NEW YORK: King Abdullah and Interior Minister Prince Naif should halt the execution of Rizana Nafeek, a Sri Lankan domestic worker convicted of killing a child in her care when she was 17, Human Rights Watch said today. Saudi Arabia is one of only three countries worldwide known to have executed individuals in the past two years for crimes committed when they were children.
Rizana Nafeek had been in Saudi Arabia for two weeks in May 2005, working for the ‘Utaibi family, when their 4-month-old baby died in her care.

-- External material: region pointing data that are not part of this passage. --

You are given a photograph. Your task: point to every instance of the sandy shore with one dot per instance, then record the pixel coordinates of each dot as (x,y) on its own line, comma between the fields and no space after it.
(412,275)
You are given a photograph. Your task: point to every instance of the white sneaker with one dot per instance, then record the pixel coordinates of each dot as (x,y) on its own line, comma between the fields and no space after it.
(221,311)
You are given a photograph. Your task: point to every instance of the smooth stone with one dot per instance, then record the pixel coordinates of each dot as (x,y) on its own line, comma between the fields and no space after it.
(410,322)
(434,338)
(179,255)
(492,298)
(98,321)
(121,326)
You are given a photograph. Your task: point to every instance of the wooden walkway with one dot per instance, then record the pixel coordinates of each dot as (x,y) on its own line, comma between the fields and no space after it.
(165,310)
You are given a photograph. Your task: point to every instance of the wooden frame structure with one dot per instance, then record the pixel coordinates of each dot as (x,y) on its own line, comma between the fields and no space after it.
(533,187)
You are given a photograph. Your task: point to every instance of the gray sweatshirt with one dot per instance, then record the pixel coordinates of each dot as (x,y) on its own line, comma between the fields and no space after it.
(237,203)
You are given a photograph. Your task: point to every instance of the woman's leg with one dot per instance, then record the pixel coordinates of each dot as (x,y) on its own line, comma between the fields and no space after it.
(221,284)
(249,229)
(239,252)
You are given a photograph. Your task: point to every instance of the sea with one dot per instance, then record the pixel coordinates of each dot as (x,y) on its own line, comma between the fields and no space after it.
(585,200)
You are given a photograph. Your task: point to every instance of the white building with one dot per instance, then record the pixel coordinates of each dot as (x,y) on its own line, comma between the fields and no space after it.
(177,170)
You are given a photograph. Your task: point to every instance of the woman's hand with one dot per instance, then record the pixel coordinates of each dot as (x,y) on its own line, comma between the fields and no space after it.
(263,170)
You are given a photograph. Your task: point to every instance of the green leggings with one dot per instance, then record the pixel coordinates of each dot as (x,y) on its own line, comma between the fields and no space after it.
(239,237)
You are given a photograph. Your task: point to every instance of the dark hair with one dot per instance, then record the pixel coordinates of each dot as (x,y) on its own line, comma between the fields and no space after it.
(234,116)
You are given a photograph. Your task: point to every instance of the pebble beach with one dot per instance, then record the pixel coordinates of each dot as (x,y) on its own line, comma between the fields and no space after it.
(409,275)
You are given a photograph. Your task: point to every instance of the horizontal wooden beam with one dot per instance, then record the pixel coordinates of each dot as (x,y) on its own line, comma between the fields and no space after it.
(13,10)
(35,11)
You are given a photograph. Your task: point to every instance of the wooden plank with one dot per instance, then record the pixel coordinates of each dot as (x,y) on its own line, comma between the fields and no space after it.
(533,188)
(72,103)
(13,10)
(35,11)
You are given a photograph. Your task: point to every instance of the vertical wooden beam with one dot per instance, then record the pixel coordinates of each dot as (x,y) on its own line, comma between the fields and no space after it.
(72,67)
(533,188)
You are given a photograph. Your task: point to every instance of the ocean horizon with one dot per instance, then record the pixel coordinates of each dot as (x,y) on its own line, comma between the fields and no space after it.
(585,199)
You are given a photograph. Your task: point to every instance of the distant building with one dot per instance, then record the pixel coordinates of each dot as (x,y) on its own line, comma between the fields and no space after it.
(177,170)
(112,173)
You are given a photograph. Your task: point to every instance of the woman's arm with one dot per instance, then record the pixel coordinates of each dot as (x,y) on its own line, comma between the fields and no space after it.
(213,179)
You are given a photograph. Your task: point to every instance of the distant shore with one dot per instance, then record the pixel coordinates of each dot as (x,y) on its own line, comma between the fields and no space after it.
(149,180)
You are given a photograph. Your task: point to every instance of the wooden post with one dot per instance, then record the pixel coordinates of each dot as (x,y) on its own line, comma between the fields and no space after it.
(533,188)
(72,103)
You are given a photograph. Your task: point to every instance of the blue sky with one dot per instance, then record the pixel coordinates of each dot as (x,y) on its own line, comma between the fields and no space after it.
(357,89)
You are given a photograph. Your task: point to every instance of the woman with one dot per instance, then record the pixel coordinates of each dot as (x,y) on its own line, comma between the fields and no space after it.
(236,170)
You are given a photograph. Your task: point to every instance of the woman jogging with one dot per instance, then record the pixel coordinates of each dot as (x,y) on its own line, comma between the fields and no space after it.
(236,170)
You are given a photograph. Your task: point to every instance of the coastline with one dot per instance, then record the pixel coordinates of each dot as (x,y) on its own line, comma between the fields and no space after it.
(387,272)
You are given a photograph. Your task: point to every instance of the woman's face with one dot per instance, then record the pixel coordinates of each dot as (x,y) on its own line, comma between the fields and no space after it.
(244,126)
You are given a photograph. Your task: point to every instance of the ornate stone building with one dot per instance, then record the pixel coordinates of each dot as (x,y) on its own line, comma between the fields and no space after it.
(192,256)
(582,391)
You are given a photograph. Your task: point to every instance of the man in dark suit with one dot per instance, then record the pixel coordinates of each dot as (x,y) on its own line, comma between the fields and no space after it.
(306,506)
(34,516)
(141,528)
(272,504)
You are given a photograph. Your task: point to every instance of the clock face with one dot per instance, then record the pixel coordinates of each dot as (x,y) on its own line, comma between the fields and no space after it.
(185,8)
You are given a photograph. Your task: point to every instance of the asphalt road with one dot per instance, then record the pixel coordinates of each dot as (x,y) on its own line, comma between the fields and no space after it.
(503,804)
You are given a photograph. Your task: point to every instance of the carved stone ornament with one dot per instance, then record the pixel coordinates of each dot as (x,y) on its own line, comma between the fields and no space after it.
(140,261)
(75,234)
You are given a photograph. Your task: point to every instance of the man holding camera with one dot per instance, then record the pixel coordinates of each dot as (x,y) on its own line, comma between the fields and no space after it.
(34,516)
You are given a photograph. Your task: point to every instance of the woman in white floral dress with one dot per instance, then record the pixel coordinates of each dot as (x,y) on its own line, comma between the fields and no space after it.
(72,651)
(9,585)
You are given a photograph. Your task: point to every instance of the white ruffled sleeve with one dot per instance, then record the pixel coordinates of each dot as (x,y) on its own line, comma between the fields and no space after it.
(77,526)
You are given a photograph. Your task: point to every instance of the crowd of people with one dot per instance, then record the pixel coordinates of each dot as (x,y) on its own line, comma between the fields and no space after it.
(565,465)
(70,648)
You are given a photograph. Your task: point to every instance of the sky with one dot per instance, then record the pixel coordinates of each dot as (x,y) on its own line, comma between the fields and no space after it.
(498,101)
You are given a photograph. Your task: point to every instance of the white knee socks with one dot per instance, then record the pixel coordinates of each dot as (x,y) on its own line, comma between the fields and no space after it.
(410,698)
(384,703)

A recruitment agency in Sri Lanka had altered the birth date on her passport to suggest she was 23 so she could migrate for work, but her birth certificate later confirmed she was 17 at the time.
“There is no dispute that the events happened when Nafeek was a child,” said Nisha Varia, senior women's rights researcher at Human Rights Watch. “The Saudi government should not compound one tragedy with another. It's time for Saudi Arabia to end its outlier status as one of the very few countries still executing people for crimes they are accused of committing as children.”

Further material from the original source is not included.